MMT is based upon such preposterous foundations and its adherents are so morally challenged that average people will probably not believe what it is that is actually being proposed.
Dan Kervick, a blogger at New Economics Perspectives, points to an article by Gavyn Davis today in the Financial Times as "Further evidence that core insights of MMT are penetrating the mainstream".
The "money quote" from Davis:
It is now widely recognised that a central bank cannot become insolvent in the same way that a private company can. Even if it incurs losses on its assets which more than completely eliminate its equity, it can never find itself in a position where it is unable to settle its debts, at least in its own domestic currency. Most of the liabilities of a central bank come in one of two forms: banknotes, and commercial banks’ deposits at the central bank. It is impossible for the private sector to force the central bank to exchange these assets for any other asset (like gold, for instance), and in any event the central bank can create more of each of them at will. Hence it can never become illiquid.

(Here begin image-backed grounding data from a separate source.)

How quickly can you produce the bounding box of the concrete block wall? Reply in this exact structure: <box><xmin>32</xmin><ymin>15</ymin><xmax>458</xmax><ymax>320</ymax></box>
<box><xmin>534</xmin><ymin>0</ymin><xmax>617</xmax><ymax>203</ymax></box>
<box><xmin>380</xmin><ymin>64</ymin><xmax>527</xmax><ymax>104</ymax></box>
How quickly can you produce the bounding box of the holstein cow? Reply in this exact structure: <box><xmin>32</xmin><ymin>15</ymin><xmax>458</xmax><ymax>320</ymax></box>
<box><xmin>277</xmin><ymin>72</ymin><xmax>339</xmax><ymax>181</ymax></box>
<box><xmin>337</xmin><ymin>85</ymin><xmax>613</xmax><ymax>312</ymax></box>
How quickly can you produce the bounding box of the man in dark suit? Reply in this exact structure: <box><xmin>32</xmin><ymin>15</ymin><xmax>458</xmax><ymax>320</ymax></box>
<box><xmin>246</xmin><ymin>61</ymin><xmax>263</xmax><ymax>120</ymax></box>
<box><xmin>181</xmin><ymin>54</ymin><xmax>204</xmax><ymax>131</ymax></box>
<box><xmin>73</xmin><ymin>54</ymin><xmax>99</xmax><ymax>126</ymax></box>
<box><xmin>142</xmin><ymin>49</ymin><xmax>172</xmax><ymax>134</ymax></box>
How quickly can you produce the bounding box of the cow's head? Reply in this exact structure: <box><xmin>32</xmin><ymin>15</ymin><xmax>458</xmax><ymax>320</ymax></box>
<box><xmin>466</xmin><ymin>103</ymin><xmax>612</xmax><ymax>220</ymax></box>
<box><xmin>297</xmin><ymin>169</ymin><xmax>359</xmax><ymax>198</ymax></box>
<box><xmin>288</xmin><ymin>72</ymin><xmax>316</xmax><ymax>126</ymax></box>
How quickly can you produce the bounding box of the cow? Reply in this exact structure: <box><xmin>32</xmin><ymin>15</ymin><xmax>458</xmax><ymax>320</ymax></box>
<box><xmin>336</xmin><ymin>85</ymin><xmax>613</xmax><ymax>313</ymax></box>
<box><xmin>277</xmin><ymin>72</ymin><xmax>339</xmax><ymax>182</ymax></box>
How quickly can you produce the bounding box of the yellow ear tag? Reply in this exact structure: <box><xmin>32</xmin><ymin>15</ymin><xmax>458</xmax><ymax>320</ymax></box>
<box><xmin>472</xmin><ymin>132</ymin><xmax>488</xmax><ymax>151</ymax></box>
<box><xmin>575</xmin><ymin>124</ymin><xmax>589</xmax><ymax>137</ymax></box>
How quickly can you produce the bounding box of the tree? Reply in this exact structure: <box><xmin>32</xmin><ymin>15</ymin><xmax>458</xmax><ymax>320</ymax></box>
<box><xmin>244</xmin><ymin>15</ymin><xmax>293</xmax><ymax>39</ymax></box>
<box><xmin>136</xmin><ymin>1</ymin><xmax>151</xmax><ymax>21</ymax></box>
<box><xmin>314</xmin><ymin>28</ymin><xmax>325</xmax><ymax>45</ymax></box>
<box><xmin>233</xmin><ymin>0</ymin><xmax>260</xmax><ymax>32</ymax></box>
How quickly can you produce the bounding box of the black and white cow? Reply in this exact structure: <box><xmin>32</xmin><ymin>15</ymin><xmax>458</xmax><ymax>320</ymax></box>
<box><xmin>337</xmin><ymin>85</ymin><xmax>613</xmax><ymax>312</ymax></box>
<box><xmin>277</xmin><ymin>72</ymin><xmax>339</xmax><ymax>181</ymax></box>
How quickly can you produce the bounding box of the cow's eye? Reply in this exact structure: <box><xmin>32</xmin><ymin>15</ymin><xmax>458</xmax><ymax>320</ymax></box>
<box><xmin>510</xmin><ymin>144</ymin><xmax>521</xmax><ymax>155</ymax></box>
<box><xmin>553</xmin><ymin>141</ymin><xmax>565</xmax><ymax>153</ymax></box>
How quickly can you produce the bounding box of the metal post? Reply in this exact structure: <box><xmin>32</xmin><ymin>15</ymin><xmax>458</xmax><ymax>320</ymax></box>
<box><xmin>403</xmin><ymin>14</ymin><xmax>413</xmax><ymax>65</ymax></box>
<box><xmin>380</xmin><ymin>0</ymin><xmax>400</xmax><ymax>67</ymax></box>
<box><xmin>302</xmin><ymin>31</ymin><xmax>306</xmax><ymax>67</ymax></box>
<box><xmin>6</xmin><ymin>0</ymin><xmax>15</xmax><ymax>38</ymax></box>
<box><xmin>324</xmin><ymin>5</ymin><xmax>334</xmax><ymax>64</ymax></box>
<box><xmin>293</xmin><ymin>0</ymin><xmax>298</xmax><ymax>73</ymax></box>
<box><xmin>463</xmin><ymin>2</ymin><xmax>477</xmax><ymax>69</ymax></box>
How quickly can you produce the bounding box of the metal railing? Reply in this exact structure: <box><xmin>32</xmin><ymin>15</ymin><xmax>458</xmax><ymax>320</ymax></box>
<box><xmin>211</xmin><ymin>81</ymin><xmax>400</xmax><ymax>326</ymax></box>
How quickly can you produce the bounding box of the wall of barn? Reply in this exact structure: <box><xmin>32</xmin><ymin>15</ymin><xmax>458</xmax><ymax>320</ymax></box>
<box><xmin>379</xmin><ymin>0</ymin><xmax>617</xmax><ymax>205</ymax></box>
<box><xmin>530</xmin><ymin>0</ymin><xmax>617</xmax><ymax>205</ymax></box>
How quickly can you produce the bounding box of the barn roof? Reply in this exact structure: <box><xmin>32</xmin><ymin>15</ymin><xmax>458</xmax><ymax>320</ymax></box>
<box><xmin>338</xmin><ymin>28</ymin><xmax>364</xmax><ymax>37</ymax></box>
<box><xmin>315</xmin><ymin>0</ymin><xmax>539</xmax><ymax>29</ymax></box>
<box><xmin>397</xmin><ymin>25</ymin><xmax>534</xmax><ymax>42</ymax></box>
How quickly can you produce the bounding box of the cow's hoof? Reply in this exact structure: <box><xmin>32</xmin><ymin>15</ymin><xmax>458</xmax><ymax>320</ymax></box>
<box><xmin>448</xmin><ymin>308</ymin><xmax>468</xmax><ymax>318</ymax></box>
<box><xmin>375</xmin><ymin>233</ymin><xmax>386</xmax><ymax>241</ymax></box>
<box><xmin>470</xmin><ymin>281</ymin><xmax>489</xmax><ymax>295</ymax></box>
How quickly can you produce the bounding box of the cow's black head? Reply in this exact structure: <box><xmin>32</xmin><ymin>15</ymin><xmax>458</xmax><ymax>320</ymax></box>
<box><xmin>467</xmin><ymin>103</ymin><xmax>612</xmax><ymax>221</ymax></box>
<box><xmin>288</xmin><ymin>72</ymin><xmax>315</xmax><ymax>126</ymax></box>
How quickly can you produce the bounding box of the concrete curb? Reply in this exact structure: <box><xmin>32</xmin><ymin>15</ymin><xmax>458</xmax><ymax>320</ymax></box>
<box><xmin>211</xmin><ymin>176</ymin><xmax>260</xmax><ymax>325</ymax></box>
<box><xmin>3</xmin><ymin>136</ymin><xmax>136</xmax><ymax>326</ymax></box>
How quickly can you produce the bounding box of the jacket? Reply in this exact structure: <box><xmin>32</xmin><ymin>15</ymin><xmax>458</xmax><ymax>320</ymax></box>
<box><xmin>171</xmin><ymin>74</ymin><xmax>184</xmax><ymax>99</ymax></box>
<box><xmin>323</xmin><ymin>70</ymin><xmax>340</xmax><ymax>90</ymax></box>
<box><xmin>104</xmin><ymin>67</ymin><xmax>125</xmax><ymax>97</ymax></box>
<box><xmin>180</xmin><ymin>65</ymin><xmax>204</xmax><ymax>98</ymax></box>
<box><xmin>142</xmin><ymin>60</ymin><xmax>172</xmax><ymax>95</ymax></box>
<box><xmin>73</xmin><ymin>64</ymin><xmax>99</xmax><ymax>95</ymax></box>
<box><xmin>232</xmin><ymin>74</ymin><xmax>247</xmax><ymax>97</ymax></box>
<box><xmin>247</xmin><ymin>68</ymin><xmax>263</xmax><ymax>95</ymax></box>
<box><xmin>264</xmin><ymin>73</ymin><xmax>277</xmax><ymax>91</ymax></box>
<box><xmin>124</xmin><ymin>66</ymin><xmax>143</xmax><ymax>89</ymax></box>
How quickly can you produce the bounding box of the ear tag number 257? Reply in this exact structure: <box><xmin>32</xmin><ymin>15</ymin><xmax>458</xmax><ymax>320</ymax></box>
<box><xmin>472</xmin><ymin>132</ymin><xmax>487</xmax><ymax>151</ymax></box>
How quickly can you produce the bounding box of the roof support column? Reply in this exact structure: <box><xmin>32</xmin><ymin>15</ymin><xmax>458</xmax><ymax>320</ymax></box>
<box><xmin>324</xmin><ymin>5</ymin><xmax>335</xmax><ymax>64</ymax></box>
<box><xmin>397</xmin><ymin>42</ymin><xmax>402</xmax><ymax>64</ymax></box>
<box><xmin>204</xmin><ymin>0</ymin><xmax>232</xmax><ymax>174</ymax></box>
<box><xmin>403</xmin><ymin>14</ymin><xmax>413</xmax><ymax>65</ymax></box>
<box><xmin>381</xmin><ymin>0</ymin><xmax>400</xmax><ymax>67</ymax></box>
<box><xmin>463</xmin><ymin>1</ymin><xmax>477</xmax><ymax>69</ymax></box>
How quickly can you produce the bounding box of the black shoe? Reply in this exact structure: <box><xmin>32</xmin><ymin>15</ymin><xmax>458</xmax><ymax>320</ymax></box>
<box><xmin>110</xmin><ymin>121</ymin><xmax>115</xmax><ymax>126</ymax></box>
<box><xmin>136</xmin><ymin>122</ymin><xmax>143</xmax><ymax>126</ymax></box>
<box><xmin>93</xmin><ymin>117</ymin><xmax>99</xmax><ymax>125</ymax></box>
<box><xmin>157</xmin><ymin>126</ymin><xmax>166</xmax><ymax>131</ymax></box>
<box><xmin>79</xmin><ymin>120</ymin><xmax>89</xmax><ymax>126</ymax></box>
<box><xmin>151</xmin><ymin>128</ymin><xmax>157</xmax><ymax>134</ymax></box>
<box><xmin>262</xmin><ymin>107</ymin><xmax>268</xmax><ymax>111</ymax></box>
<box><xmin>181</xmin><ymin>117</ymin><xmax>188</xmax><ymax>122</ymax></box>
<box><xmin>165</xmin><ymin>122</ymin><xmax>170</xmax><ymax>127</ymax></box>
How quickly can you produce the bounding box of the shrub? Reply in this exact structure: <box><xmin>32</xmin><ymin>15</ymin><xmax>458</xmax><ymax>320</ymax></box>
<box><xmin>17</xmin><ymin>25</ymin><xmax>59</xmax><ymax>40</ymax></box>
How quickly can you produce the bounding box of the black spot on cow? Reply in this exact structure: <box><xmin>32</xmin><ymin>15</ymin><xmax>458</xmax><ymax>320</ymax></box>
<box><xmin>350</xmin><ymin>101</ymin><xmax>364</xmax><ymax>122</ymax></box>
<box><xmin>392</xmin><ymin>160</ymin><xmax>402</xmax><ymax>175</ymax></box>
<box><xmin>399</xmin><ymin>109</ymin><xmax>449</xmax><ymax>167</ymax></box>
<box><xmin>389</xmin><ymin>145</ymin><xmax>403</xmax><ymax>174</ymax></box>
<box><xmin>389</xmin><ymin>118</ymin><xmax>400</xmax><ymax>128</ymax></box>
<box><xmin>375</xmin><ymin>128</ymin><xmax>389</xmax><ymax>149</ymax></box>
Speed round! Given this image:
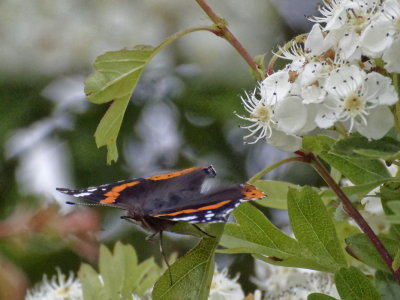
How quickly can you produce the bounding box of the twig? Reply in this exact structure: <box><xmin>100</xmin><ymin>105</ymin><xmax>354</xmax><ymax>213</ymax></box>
<box><xmin>195</xmin><ymin>0</ymin><xmax>261</xmax><ymax>79</ymax></box>
<box><xmin>296</xmin><ymin>151</ymin><xmax>400</xmax><ymax>283</ymax></box>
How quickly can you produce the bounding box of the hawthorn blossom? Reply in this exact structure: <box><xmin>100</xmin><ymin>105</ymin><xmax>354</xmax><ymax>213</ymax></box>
<box><xmin>360</xmin><ymin>0</ymin><xmax>400</xmax><ymax>72</ymax></box>
<box><xmin>238</xmin><ymin>70</ymin><xmax>314</xmax><ymax>151</ymax></box>
<box><xmin>26</xmin><ymin>268</ymin><xmax>82</xmax><ymax>300</ymax></box>
<box><xmin>315</xmin><ymin>65</ymin><xmax>397</xmax><ymax>139</ymax></box>
<box><xmin>208</xmin><ymin>268</ymin><xmax>245</xmax><ymax>300</ymax></box>
<box><xmin>252</xmin><ymin>261</ymin><xmax>339</xmax><ymax>299</ymax></box>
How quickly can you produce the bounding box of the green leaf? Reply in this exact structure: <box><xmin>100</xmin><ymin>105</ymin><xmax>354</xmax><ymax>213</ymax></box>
<box><xmin>387</xmin><ymin>201</ymin><xmax>400</xmax><ymax>215</ymax></box>
<box><xmin>152</xmin><ymin>224</ymin><xmax>224</xmax><ymax>300</ymax></box>
<box><xmin>288</xmin><ymin>187</ymin><xmax>347</xmax><ymax>271</ymax></box>
<box><xmin>219</xmin><ymin>203</ymin><xmax>334</xmax><ymax>272</ymax></box>
<box><xmin>85</xmin><ymin>46</ymin><xmax>157</xmax><ymax>163</ymax></box>
<box><xmin>319</xmin><ymin>152</ymin><xmax>390</xmax><ymax>185</ymax></box>
<box><xmin>374</xmin><ymin>270</ymin><xmax>400</xmax><ymax>300</ymax></box>
<box><xmin>333</xmin><ymin>135</ymin><xmax>400</xmax><ymax>160</ymax></box>
<box><xmin>79</xmin><ymin>264</ymin><xmax>107</xmax><ymax>300</ymax></box>
<box><xmin>308</xmin><ymin>293</ymin><xmax>337</xmax><ymax>300</ymax></box>
<box><xmin>302</xmin><ymin>135</ymin><xmax>335</xmax><ymax>154</ymax></box>
<box><xmin>345</xmin><ymin>234</ymin><xmax>400</xmax><ymax>272</ymax></box>
<box><xmin>392</xmin><ymin>249</ymin><xmax>400</xmax><ymax>271</ymax></box>
<box><xmin>320</xmin><ymin>179</ymin><xmax>391</xmax><ymax>202</ymax></box>
<box><xmin>335</xmin><ymin>267</ymin><xmax>380</xmax><ymax>300</ymax></box>
<box><xmin>78</xmin><ymin>242</ymin><xmax>161</xmax><ymax>299</ymax></box>
<box><xmin>253</xmin><ymin>180</ymin><xmax>301</xmax><ymax>210</ymax></box>
<box><xmin>380</xmin><ymin>182</ymin><xmax>400</xmax><ymax>239</ymax></box>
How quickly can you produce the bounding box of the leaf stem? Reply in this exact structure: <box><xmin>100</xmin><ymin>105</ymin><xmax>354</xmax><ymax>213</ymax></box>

It cannot become illiquid because it can keep printing funny money to "repay" its debts without really repaying its debts. Austrians have been complaining for decades that the fiat money system allows (and basically mandates) this type of fraud in the form of a hidden default through repayment of debt with diluted funny money. To the mind of the morally challenged MMTer, this is cause for celebration and it is this wondrous feature of our modern world which no one but them understands.